Matches were never as bad as this in the good old amateur days. For a collection of so-called professionals, the players on both sides served up some appaling rugby. No wonder Dick Best, the London Irish director of coaching, announced that training would start at 7.30am today, while Dean Ryan declared that it was not the first match Bristol had thrown away.
Although Bristol created two fine tries they proved incapable of repeating them when it mattered and consequently they failed to hang on to their lead.
"We have to face facts," intoned Ryan afterwards. "As a club we just do not have the quality of players here to win Premiership matches. Individuals have to look to themselves to come up with the solution. We are losing games we should be winning."
Penalties, possession, players and even the referee were swapped with the frequency of Pokemon cards in a school playground. The handling by both sides was not the greatest, but Bristol had a couple of purple patches of spillage which would have put an environmental agency on full alert.
Pretty well every penalty produced three points, although Jarrod Cunningham did contrive to miss his third attempt in the 11th minute, which would have pushed the Exiles just that little bit further ahead.
Although Bristol then made a complete hash of the restart, Irish could not find a way through and Steven Vile broke their hearts with a grubber chip and chase to for a five-metre scrum. From the set piece some deft handiwork by Agustin Pichot and Vile ensured clear water for Spencer Brown to sail through.

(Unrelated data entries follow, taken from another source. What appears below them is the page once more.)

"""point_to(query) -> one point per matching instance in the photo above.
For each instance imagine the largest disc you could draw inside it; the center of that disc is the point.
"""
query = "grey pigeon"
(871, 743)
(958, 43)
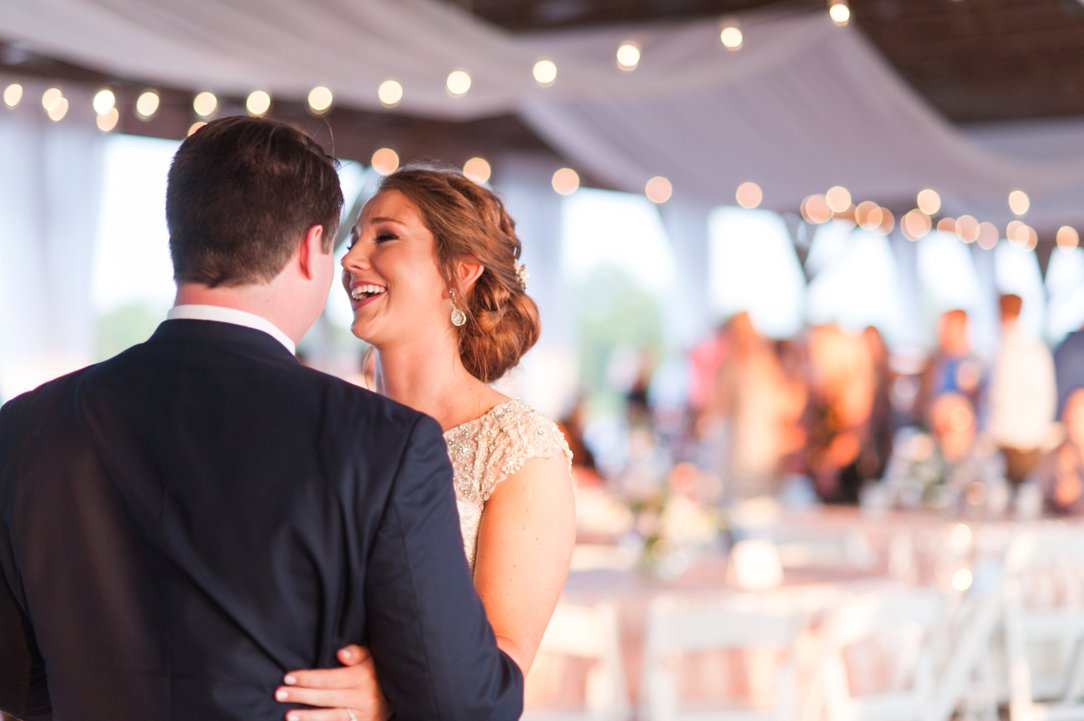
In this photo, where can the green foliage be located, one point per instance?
(125, 326)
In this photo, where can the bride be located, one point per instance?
(436, 288)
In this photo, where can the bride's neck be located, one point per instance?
(434, 383)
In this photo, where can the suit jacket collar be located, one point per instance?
(219, 334)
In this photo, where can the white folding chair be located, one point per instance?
(674, 629)
(1044, 625)
(588, 634)
(893, 628)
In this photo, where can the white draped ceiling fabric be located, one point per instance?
(802, 106)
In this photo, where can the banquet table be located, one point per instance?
(881, 550)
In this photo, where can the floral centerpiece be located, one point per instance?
(672, 523)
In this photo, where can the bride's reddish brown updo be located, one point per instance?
(468, 221)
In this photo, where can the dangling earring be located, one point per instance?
(459, 318)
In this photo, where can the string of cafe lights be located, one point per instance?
(835, 204)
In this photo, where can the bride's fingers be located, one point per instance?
(348, 677)
(352, 655)
(361, 702)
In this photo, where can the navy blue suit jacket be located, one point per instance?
(183, 523)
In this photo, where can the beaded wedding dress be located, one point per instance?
(487, 450)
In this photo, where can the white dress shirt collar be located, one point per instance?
(222, 314)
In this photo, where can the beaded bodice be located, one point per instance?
(487, 450)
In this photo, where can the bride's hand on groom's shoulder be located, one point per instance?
(350, 693)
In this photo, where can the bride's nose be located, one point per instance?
(356, 258)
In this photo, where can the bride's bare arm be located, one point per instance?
(525, 544)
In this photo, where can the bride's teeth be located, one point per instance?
(362, 291)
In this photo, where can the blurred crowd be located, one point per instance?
(831, 416)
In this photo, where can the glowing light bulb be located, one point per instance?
(565, 181)
(545, 72)
(57, 110)
(204, 103)
(628, 55)
(385, 161)
(1019, 203)
(749, 195)
(258, 102)
(478, 169)
(320, 100)
(390, 93)
(457, 84)
(12, 94)
(147, 104)
(839, 198)
(929, 201)
(658, 190)
(732, 37)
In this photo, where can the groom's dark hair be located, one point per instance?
(242, 192)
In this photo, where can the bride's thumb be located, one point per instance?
(351, 655)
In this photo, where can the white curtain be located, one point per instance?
(802, 106)
(50, 176)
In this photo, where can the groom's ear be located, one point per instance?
(466, 272)
(310, 249)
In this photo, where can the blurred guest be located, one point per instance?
(954, 368)
(636, 398)
(840, 410)
(796, 394)
(881, 426)
(939, 468)
(1069, 367)
(1021, 396)
(1061, 473)
(704, 367)
(584, 468)
(749, 394)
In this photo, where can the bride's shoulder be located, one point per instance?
(528, 432)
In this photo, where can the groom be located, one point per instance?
(181, 524)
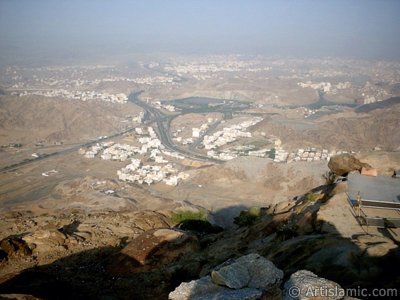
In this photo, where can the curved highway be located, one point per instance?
(152, 114)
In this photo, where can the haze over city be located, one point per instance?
(358, 29)
(199, 149)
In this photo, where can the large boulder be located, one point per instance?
(152, 249)
(248, 277)
(204, 289)
(305, 285)
(252, 271)
(345, 163)
(13, 247)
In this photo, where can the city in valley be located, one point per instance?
(215, 134)
(189, 150)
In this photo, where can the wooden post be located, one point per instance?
(359, 204)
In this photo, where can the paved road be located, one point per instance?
(162, 122)
(61, 152)
(151, 114)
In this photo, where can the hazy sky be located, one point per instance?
(350, 28)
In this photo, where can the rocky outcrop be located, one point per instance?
(305, 285)
(345, 163)
(252, 271)
(248, 277)
(45, 240)
(152, 249)
(13, 247)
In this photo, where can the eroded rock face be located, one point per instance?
(152, 249)
(45, 240)
(252, 271)
(305, 285)
(13, 247)
(345, 163)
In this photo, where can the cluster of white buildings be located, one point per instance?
(311, 154)
(159, 105)
(148, 80)
(79, 95)
(327, 87)
(135, 172)
(229, 134)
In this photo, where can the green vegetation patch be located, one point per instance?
(185, 215)
(248, 217)
(313, 197)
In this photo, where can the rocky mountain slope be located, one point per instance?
(312, 238)
(33, 118)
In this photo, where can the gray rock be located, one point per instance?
(204, 289)
(305, 285)
(228, 294)
(187, 290)
(252, 271)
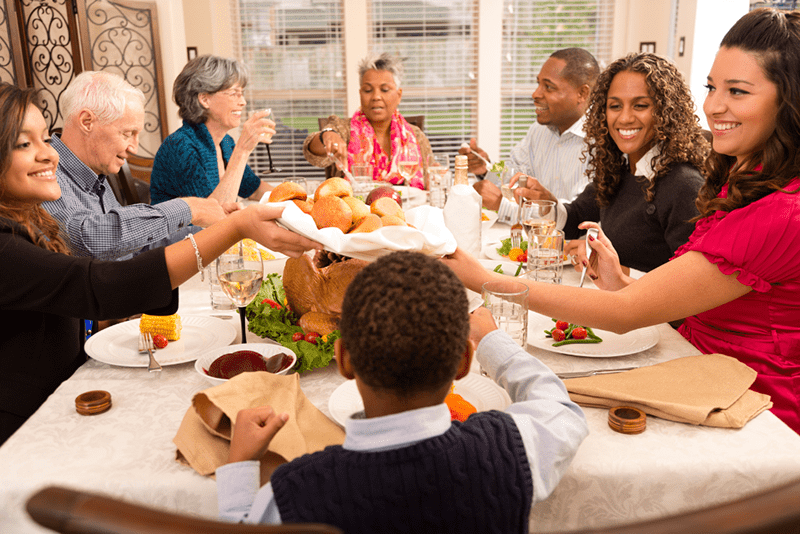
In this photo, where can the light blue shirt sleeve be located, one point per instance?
(552, 428)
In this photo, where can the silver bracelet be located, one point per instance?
(197, 255)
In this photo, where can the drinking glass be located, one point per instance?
(362, 176)
(439, 179)
(546, 258)
(272, 169)
(240, 276)
(507, 300)
(407, 166)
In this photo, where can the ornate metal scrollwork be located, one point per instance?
(6, 53)
(49, 48)
(122, 41)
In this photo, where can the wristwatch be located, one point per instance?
(328, 129)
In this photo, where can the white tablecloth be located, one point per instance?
(128, 452)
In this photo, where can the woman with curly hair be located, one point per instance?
(645, 149)
(737, 280)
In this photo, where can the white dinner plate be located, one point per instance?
(612, 345)
(478, 390)
(119, 344)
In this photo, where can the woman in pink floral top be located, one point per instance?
(737, 280)
(377, 133)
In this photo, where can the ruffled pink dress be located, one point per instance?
(762, 328)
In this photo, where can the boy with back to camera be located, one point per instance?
(404, 466)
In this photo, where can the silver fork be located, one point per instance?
(146, 345)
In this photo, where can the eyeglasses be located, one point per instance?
(233, 94)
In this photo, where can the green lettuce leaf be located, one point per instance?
(280, 324)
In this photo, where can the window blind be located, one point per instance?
(534, 29)
(294, 52)
(438, 42)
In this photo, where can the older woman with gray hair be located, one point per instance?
(200, 159)
(377, 133)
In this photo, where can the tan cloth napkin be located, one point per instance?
(710, 390)
(203, 438)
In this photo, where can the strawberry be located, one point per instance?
(160, 341)
(579, 332)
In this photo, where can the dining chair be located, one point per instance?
(70, 511)
(416, 120)
(775, 511)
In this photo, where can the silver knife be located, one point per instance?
(582, 374)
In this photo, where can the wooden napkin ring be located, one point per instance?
(93, 402)
(627, 420)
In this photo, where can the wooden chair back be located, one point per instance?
(69, 511)
(775, 511)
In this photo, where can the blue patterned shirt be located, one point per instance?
(551, 158)
(98, 226)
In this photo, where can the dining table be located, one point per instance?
(127, 452)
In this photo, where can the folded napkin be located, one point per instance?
(429, 235)
(203, 438)
(710, 390)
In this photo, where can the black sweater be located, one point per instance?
(644, 234)
(43, 297)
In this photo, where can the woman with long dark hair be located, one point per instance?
(737, 280)
(44, 292)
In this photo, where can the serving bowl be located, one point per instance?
(264, 349)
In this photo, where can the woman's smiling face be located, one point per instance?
(31, 176)
(742, 104)
(629, 114)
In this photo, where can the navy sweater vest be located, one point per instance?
(473, 478)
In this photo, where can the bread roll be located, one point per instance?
(360, 210)
(337, 187)
(386, 206)
(370, 223)
(392, 220)
(288, 191)
(304, 205)
(332, 212)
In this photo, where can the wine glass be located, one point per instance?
(439, 178)
(272, 169)
(407, 166)
(240, 273)
(538, 219)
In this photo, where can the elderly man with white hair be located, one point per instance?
(103, 116)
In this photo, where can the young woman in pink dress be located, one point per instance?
(737, 280)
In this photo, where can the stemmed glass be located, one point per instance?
(240, 273)
(438, 178)
(407, 166)
(538, 218)
(272, 169)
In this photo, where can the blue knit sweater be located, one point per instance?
(186, 165)
(473, 478)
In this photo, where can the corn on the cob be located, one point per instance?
(168, 326)
(251, 250)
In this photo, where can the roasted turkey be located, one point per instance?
(315, 288)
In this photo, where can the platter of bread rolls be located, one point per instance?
(347, 225)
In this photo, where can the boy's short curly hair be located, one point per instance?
(405, 323)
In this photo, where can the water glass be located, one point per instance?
(439, 178)
(362, 174)
(219, 300)
(507, 300)
(546, 257)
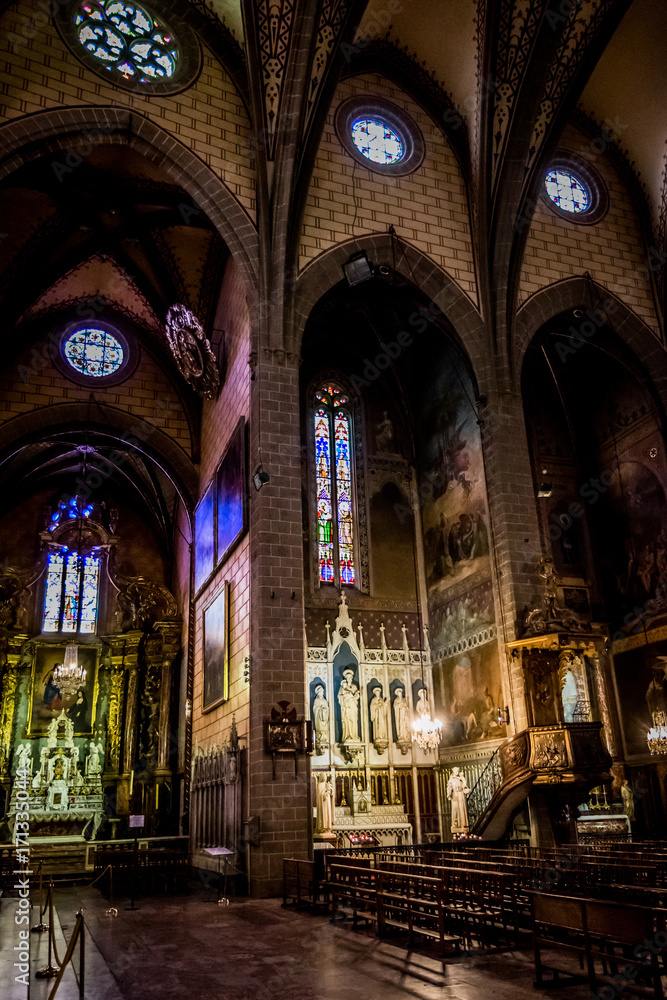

The Bristol halfbacks were infinitely superior to the Exiles' Kieran Campbell and Cunningham, they showed greater inventiveness and some serious speed of thought, the precise ingredients with which Bristol cooked up their second try when the prop Paul Johnstone went scudding through from close range.
Had it not been for Cunningham's first-half penalties Irish would have been well out of it. Too often they presented Bristol with straightforward possession. Things did improve for Irish in the second half, but the cohesion was still lacking when they tried anything constructive.
Overall, it was extremely poor fare. Both sides were guilty throughout of committing basic errors - losing the ball in the tackle, allowing themselves to get caught in isolation, flinging out thoughtless passes into empty space. Yet Bristol just made enough to hand the edge and victory to Irish. Cunningham's 77th minute drop goal and injury-time penalty, his eighth of the match, clinching it.
Bristol: Tries Brown, Johnstone; Conversions Vile 2; Penalties Vile 4.
London Irish: Penalties Cunningham 8. O'Shea; Drop goal Cunningham.
Bristol: D Dewdney; D Rees, E Simone, J Mayer, S Brown; S Vile, A Pichot (capt); P Johnstone (L Gerrard, 41), B Williams, K Fullman, D Ryan (A Sheridan, 41), G Archer, M Salter (M McCarrick, 48), B Sturnham, A Vander.
London Irish: C O'Shea (capt); P Sackey, T matson, J Wright, J Bishop; J Cunningham, K Campbell (K Ellis, 58); M Worsley (N Hatley, 53), R Kirke, S Halford (R Hardwick, 41-79), R Strudwick, S Williams (G Delaney, 3-17 & 63-71), E Halvey, C Sheasby, K Dawson.
Referee: G Ashton-Jones (Royal Navy) (Replaced by R Goodliffe, Sheffield, 63).